En effet, l’urbanisme durable repose avant tout sur une vision anticipatrice. Il ne s’agit plus seulement d’étendre la ville, mais de l’organiser avec méthode. Les schémas directeurs d’aménagement intègrent désormais des considérations environnementales, la gestion rationnelle du foncier et la nécessité d’espaces publics fonctionnels.
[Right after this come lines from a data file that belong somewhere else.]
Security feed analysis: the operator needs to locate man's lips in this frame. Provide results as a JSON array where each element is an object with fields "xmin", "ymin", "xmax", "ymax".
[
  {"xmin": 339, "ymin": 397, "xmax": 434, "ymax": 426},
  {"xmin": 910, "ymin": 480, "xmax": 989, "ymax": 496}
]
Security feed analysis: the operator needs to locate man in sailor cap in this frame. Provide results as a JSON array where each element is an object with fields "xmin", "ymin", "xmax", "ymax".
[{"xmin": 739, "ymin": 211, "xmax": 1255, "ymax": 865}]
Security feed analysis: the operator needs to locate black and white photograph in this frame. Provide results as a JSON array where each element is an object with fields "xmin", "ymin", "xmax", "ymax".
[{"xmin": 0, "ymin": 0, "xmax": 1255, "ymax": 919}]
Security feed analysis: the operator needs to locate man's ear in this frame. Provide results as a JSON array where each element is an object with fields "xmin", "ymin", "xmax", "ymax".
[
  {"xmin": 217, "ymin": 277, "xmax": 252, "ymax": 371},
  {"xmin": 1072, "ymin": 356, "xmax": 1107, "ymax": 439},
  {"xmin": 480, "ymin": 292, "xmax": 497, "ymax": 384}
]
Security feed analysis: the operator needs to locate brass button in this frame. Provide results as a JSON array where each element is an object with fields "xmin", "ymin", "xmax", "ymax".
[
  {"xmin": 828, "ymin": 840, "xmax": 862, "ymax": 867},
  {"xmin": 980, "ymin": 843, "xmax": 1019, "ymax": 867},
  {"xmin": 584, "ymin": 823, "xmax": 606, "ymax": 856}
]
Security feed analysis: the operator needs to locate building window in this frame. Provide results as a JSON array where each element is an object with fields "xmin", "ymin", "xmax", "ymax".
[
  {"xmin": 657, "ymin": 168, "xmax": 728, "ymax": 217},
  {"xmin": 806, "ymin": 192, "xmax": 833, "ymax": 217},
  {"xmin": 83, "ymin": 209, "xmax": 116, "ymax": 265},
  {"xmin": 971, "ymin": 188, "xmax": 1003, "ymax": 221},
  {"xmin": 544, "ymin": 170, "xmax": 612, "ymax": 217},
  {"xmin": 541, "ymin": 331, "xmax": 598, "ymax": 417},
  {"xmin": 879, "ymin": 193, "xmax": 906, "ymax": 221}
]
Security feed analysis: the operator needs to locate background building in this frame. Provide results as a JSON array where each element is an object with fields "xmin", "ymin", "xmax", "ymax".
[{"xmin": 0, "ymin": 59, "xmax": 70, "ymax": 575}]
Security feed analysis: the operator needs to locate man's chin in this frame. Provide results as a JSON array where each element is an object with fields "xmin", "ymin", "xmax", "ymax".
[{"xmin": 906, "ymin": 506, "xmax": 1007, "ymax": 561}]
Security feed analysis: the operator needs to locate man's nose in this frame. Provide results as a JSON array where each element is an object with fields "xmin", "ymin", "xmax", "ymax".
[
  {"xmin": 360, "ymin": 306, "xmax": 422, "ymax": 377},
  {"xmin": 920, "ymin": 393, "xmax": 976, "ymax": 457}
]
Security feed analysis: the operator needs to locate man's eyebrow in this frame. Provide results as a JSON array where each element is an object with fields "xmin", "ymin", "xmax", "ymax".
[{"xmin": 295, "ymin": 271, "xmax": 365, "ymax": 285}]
Le gouvernement togolais prévoit de nouveaux progrès en matière d’urbanisme durable et de logement social en 2026. Parmi les initiatives à prendre, on note la finalisation des études de faisabilité et les travaux préparatoires pour l’aménagement d’une zone d’habitat planifié sur le site de Kpomé-Dalavé, d’une superficie de 1 177 hectares.
Ainsi, le gouvernement prévoit également de doter 13 communes de plans locaux d’urbanisme. D’autres actions planifiées incluent le contrôle du respect des normes de construction, l’élaboration et la vulgarisation de la politique de réforme foncière, ainsi que la réception partielle des travaux d’aménagement, d’assainissement et de bitumage de 14,34 km de rues urbaines à Lomé.
Par ailleurs, les investissements à réaliser sont importants et permettront d’améliorer le réseau routier, de moderniser les systèmes d’assainissement, de développer l’éclairage public et de mieux structurer les villes, en les rendant plus sûres et plus attractives.
Il convient de noter que, la préservation des espaces verts et la protection des zones sensibles figurent parmi les priorités du gouvernement togolais.